Today, as the founder of YES (Your Equipment Suppliers) and two additional brands serving entrepreneurs across the Caribbean and diaspora, I define my legacy in simple terms: access, opportunity, and upward mobility for people who were never supposed to have it.
My companies were never built to simply sell equipment or products. They exist to level the playing field for small and mid-sized founders. People with talent and ambition, but limited capital, little technical guidance, and no clear roadmap. For more than a decade, my work has been driven by one central question: How do I make it easier for someone else to rise than it was for me?
Every operational system, every training program, every after-sales support structure is tied back to that purpose. That is how I build my legacy—through service that outlives the transaction.
A turning point in my life reshaped not only how I lead, but who I lead for. Several years ago, while running multiple companies, I became the full-time caregiver for my mother. Overnight, the identity I had built, strong, independent, relentlessly capable, collided with the reality of caregiving, burnout, and emotional exhaustion. It forced me to confront questions I had long avoided: What does leadership look like when you can’t hold everything together? What happens when strength stops working?

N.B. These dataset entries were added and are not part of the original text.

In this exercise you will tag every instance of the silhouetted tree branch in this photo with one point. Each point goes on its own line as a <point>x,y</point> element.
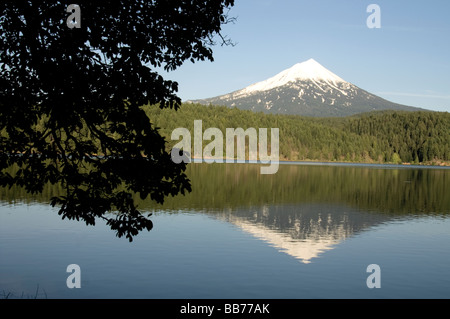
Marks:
<point>70,108</point>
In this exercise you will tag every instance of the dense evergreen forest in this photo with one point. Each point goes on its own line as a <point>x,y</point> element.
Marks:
<point>378,137</point>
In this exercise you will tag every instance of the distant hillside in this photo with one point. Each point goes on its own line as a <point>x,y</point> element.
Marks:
<point>378,137</point>
<point>306,89</point>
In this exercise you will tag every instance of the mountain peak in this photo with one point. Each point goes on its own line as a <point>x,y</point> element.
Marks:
<point>309,70</point>
<point>306,88</point>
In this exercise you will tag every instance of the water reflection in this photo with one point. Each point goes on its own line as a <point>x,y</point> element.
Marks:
<point>302,231</point>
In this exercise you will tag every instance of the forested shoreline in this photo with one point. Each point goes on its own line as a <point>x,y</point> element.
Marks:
<point>379,137</point>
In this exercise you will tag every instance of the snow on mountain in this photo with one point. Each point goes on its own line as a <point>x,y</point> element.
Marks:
<point>306,88</point>
<point>308,70</point>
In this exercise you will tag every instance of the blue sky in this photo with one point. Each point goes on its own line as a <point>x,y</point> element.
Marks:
<point>406,61</point>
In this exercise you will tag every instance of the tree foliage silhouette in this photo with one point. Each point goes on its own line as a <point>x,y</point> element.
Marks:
<point>70,108</point>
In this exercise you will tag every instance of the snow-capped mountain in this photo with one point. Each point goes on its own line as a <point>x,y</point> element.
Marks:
<point>306,88</point>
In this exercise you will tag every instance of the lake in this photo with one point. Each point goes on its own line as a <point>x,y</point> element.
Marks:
<point>308,231</point>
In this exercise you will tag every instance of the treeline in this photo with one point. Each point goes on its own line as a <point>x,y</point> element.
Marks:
<point>220,187</point>
<point>379,137</point>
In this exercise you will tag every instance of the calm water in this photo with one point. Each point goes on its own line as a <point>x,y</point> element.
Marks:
<point>305,232</point>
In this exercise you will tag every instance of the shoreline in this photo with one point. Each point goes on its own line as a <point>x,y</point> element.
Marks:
<point>323,163</point>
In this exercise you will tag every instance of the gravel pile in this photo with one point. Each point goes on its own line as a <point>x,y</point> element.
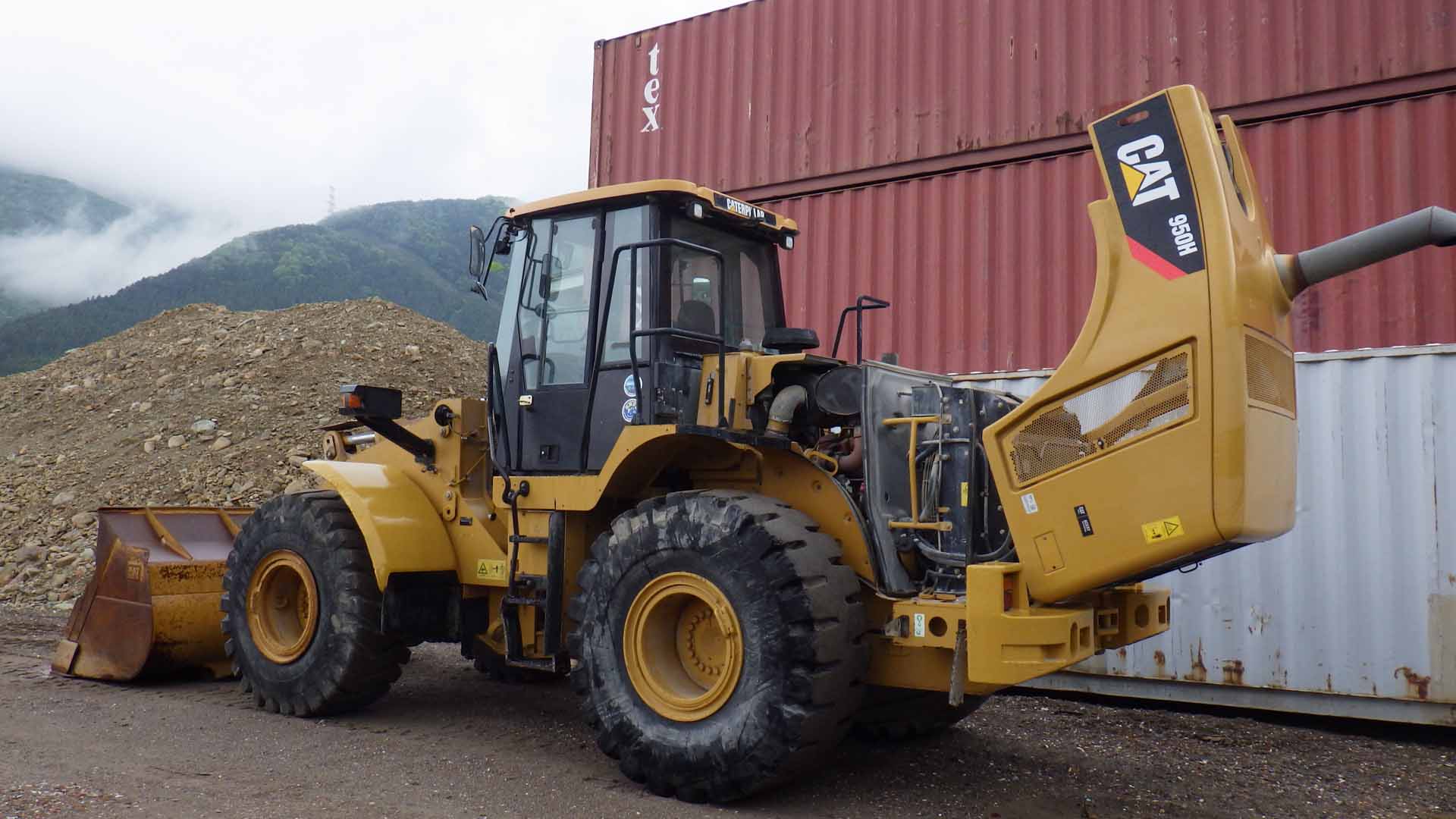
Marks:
<point>197,406</point>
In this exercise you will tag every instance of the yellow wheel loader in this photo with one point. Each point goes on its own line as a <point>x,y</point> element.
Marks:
<point>739,548</point>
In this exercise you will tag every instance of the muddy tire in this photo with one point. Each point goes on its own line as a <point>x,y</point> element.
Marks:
<point>800,649</point>
<point>302,610</point>
<point>894,714</point>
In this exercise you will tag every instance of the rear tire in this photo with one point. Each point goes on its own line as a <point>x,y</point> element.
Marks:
<point>329,657</point>
<point>800,646</point>
<point>896,714</point>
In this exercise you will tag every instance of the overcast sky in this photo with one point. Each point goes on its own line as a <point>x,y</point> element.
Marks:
<point>246,112</point>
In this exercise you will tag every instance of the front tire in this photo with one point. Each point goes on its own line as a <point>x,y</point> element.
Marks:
<point>302,610</point>
<point>720,643</point>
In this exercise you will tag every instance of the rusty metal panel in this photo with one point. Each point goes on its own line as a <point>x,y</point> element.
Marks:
<point>1357,602</point>
<point>986,270</point>
<point>781,91</point>
<point>993,268</point>
<point>1334,174</point>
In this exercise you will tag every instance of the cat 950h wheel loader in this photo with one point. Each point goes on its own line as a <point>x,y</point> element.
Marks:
<point>737,548</point>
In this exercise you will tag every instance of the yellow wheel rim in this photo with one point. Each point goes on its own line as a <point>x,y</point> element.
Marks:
<point>283,607</point>
<point>683,648</point>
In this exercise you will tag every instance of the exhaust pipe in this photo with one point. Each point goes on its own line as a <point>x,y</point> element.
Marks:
<point>1430,226</point>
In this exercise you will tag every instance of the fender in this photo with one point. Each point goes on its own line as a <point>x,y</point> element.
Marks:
<point>400,528</point>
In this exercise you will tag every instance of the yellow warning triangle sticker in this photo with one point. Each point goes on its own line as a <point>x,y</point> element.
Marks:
<point>1155,531</point>
<point>1131,178</point>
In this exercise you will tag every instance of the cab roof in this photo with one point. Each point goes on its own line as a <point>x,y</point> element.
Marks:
<point>712,199</point>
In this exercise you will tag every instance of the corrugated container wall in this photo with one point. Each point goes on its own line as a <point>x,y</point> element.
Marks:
<point>1353,611</point>
<point>783,91</point>
<point>993,268</point>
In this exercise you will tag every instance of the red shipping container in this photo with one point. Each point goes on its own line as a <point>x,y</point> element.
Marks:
<point>993,268</point>
<point>826,93</point>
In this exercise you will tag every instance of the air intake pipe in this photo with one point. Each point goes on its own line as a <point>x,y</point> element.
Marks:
<point>1430,226</point>
<point>786,403</point>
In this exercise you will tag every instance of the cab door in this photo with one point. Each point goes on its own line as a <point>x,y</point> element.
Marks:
<point>546,376</point>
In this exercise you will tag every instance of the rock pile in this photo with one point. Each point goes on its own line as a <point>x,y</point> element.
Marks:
<point>197,406</point>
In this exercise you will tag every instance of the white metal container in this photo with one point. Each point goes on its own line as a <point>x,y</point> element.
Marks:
<point>1354,611</point>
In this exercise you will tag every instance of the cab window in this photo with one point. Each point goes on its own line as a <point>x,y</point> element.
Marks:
<point>555,302</point>
<point>746,297</point>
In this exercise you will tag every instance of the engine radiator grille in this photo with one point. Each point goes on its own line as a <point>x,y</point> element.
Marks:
<point>1111,414</point>
<point>1270,372</point>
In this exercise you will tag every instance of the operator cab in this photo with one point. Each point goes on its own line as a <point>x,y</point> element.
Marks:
<point>691,275</point>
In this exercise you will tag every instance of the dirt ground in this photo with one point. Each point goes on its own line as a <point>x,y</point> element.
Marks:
<point>447,742</point>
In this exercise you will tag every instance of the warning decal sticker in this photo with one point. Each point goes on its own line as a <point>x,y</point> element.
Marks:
<point>1165,529</point>
<point>490,569</point>
<point>1149,177</point>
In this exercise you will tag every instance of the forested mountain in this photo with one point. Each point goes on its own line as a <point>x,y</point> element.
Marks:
<point>34,203</point>
<point>30,205</point>
<point>413,254</point>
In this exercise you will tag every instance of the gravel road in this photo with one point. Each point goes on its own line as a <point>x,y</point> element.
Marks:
<point>447,742</point>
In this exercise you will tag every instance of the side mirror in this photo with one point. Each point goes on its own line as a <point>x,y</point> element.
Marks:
<point>479,260</point>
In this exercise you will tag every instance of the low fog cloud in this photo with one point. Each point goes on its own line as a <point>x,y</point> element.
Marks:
<point>245,117</point>
<point>74,262</point>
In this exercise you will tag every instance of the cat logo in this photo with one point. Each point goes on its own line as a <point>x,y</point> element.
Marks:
<point>1145,175</point>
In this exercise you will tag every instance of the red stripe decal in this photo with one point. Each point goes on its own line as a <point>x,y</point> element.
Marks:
<point>1153,261</point>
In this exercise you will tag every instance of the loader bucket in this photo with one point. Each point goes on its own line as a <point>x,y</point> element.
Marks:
<point>152,608</point>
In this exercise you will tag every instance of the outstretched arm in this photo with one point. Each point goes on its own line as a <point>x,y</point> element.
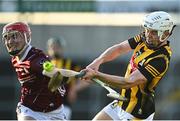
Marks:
<point>110,54</point>
<point>134,79</point>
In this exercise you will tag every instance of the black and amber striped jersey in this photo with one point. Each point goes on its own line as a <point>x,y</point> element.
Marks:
<point>153,64</point>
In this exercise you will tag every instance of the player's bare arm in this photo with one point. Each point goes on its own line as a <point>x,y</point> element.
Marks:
<point>134,79</point>
<point>110,54</point>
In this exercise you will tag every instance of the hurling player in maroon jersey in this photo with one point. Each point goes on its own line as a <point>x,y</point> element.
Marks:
<point>37,102</point>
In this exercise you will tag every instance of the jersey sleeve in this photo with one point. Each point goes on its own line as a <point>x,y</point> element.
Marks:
<point>133,42</point>
<point>153,68</point>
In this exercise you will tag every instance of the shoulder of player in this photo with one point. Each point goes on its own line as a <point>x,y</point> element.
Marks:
<point>35,53</point>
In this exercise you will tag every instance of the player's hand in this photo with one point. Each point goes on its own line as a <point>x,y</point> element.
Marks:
<point>94,65</point>
<point>90,73</point>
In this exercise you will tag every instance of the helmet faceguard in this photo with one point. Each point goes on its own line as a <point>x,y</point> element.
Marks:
<point>159,21</point>
<point>12,29</point>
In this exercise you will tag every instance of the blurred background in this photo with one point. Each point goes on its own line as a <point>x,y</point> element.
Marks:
<point>89,27</point>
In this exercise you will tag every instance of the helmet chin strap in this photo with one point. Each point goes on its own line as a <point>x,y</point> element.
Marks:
<point>20,51</point>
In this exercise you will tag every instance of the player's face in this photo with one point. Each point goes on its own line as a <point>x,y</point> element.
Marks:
<point>152,38</point>
<point>14,41</point>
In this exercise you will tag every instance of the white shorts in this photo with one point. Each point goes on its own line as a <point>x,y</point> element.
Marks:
<point>68,112</point>
<point>117,113</point>
<point>57,114</point>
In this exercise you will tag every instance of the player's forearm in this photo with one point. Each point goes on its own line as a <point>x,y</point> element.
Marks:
<point>114,81</point>
<point>114,51</point>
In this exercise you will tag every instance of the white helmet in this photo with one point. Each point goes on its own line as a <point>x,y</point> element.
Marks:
<point>160,21</point>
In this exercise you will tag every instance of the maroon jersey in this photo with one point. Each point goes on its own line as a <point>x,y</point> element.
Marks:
<point>34,85</point>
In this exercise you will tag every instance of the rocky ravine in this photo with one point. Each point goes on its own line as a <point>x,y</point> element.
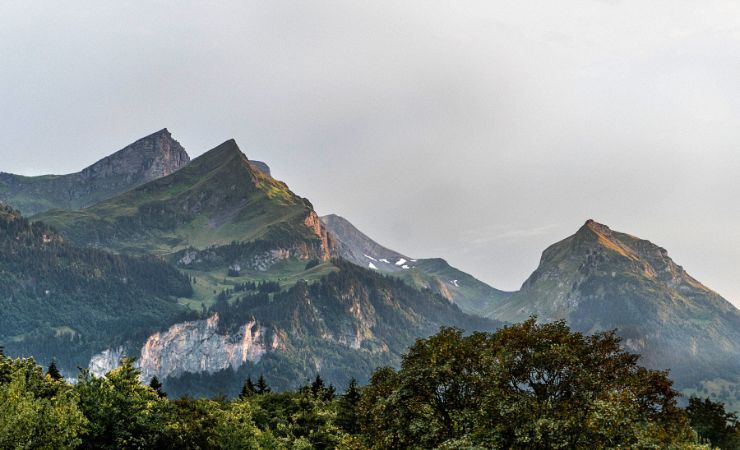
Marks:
<point>193,347</point>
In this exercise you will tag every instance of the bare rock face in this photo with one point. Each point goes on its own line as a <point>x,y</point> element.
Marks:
<point>154,156</point>
<point>147,159</point>
<point>193,347</point>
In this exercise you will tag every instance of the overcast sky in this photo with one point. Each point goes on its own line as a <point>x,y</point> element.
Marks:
<point>478,131</point>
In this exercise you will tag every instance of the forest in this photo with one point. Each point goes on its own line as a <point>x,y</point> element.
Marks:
<point>529,385</point>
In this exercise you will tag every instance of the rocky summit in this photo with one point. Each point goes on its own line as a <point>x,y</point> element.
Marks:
<point>599,279</point>
<point>147,159</point>
<point>470,294</point>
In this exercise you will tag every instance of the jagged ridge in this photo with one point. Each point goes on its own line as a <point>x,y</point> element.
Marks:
<point>599,279</point>
<point>147,159</point>
<point>218,199</point>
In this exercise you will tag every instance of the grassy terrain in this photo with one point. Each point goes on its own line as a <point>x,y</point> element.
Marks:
<point>470,294</point>
<point>207,285</point>
<point>217,199</point>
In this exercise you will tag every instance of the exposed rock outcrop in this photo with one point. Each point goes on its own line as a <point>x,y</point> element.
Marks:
<point>147,159</point>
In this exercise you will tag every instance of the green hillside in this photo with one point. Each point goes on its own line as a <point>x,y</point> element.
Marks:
<point>599,279</point>
<point>148,158</point>
<point>61,301</point>
<point>470,294</point>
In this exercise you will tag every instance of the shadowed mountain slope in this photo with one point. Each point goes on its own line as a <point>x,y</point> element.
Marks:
<point>599,279</point>
<point>470,294</point>
<point>147,159</point>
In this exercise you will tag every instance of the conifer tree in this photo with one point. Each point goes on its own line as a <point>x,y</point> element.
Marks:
<point>157,386</point>
<point>53,371</point>
<point>317,387</point>
<point>262,387</point>
<point>248,389</point>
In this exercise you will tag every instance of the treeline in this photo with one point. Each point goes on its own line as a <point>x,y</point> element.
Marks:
<point>60,300</point>
<point>526,386</point>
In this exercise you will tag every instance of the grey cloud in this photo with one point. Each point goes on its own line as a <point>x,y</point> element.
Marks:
<point>427,123</point>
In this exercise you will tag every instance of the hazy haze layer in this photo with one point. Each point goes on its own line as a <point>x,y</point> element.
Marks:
<point>479,131</point>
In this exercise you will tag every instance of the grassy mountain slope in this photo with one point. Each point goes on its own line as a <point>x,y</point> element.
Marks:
<point>599,279</point>
<point>470,294</point>
<point>61,301</point>
<point>343,326</point>
<point>147,159</point>
<point>216,200</point>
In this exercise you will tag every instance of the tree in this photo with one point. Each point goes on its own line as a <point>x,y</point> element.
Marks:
<point>713,424</point>
<point>525,386</point>
<point>317,386</point>
<point>123,412</point>
<point>262,387</point>
<point>248,389</point>
<point>38,412</point>
<point>347,418</point>
<point>157,386</point>
<point>53,371</point>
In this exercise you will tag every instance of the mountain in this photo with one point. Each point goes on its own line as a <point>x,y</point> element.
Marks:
<point>599,279</point>
<point>343,326</point>
<point>66,302</point>
<point>470,294</point>
<point>200,213</point>
<point>270,294</point>
<point>147,159</point>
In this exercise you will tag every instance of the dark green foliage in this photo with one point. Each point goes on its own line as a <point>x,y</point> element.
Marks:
<point>64,302</point>
<point>386,314</point>
<point>347,409</point>
<point>714,425</point>
<point>262,387</point>
<point>53,371</point>
<point>525,386</point>
<point>248,389</point>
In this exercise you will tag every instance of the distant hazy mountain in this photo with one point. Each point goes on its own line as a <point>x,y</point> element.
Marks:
<point>233,229</point>
<point>342,326</point>
<point>64,302</point>
<point>599,279</point>
<point>470,294</point>
<point>147,159</point>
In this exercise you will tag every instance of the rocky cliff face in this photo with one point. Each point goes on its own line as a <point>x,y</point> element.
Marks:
<point>470,294</point>
<point>192,347</point>
<point>147,159</point>
<point>154,156</point>
<point>343,326</point>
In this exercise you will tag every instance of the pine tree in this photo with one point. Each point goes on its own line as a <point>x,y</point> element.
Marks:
<point>248,389</point>
<point>53,371</point>
<point>347,417</point>
<point>262,387</point>
<point>317,387</point>
<point>157,386</point>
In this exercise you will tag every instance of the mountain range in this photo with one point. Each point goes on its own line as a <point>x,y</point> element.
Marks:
<point>259,283</point>
<point>599,279</point>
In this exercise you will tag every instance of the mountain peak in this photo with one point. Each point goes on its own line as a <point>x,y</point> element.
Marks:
<point>149,158</point>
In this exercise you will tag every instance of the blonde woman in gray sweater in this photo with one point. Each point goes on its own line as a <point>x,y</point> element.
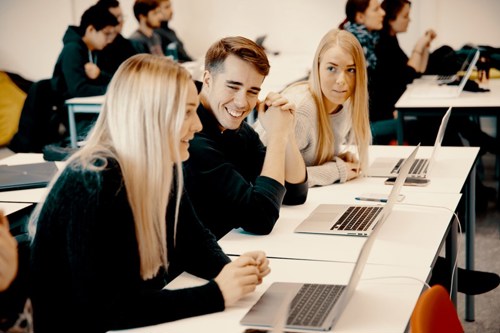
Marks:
<point>332,126</point>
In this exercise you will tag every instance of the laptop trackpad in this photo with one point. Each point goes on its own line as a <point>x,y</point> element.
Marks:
<point>273,305</point>
<point>322,218</point>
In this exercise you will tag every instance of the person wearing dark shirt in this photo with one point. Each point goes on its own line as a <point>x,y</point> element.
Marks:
<point>116,224</point>
<point>233,180</point>
<point>149,16</point>
<point>121,48</point>
<point>77,72</point>
<point>168,35</point>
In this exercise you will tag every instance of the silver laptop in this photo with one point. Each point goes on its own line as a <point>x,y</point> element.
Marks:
<point>432,89</point>
<point>390,166</point>
<point>309,307</point>
<point>354,220</point>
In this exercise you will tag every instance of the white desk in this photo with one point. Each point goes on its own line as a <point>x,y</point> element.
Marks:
<point>25,196</point>
<point>454,172</point>
<point>411,236</point>
<point>379,305</point>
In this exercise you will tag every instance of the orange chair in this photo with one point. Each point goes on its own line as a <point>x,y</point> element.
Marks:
<point>434,312</point>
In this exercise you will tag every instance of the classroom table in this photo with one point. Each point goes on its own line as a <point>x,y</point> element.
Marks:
<point>383,301</point>
<point>467,104</point>
<point>285,69</point>
<point>454,172</point>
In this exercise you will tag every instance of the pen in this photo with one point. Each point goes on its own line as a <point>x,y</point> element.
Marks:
<point>371,199</point>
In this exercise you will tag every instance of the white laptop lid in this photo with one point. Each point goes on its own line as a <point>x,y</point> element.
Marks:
<point>431,89</point>
<point>383,166</point>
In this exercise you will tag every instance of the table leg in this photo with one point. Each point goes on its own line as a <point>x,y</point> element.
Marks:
<point>72,126</point>
<point>400,128</point>
<point>451,258</point>
<point>470,233</point>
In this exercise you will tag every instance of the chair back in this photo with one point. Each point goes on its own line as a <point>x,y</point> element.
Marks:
<point>434,312</point>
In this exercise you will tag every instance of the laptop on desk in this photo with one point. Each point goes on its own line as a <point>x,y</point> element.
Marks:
<point>26,176</point>
<point>310,306</point>
<point>421,167</point>
<point>354,220</point>
<point>431,88</point>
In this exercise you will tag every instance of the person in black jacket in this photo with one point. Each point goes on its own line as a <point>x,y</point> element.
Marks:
<point>232,178</point>
<point>121,48</point>
<point>168,35</point>
<point>116,225</point>
<point>77,72</point>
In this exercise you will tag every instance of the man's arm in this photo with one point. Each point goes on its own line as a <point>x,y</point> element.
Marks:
<point>283,159</point>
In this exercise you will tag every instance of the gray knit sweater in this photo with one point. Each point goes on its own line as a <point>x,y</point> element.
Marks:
<point>306,130</point>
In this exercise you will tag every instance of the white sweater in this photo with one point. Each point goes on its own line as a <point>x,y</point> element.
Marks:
<point>306,134</point>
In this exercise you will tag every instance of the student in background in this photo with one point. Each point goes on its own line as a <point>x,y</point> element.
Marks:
<point>121,48</point>
<point>116,224</point>
<point>364,19</point>
<point>149,16</point>
<point>77,72</point>
<point>168,35</point>
<point>332,110</point>
<point>233,180</point>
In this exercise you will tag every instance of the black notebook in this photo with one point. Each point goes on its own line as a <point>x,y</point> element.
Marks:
<point>26,176</point>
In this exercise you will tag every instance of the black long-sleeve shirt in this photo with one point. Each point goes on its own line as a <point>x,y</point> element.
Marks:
<point>223,180</point>
<point>69,79</point>
<point>86,266</point>
<point>388,81</point>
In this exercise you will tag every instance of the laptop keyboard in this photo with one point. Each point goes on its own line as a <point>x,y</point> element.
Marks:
<point>312,304</point>
<point>418,168</point>
<point>357,218</point>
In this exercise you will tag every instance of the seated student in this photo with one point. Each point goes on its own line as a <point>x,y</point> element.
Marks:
<point>116,224</point>
<point>168,35</point>
<point>394,70</point>
<point>121,48</point>
<point>233,180</point>
<point>149,16</point>
<point>332,110</point>
<point>77,72</point>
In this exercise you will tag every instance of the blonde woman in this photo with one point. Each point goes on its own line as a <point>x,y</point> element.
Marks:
<point>332,111</point>
<point>115,226</point>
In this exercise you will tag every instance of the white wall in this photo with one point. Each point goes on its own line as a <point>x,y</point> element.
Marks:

One day, in the middle of that season, someone casually asked how business was going. For the first time, I didn’t default to a polished answer. I said, “I’m barely holding it together.” That honesty cracked something open. I realized leadership isn’t about holding the world up alone. It’s about allowing others to hold pieces of it with you.
That realization changed everything: how I built my team, how I designed systems, and how I showed up for the entrepreneurs who trusted my companies for guidance.
Caregiving taught me a leadership principle that now shapes every decision I make: you cannot pour into others from a place of depletion. Sustainable service requires sustainable structure. From that point forward, I stopped romanticizing silent strength and began building businesses rooted in clarity, support, and shared responsibility.
Sustainable, values-driven leadership, in my experience, rests on three core principles.
First, purpose must precede profit.
When your mission is clear and your values are non-negotiable, profit becomes a by-product of trust. People can feel the difference between a company that sells to them and one that walks with them.
Second, systems protect what passion builds.
Burnout happens when purpose has no infrastructure. Legacy cannot depend on one person’s energy; it must be supported by processes, documentation, and teams that allow impact to scale beyond the founder.
Third, leadership is service with boundaries.
Availability is not effectiveness. Clear expectations, communication, and boundaries don’t weaken leadership. They strengthen it. When leaders protect their energy, they create healthier cultures and more resilient teams.

Today, the entrepreneurs we support are not just customers; they are future legacy builders themselves. Every time someone uses our guidance to open a shop, expand a menu, hire their first employee, or gain confidence in their craft, that is legacy, not mine alone, but ours.
I’m building a legacy that says this: a Caribbean woman chose to lead with purpose, built access where none existed, and helped thousands rise without losing themselves in the process.
That is the story I intend to leave behind.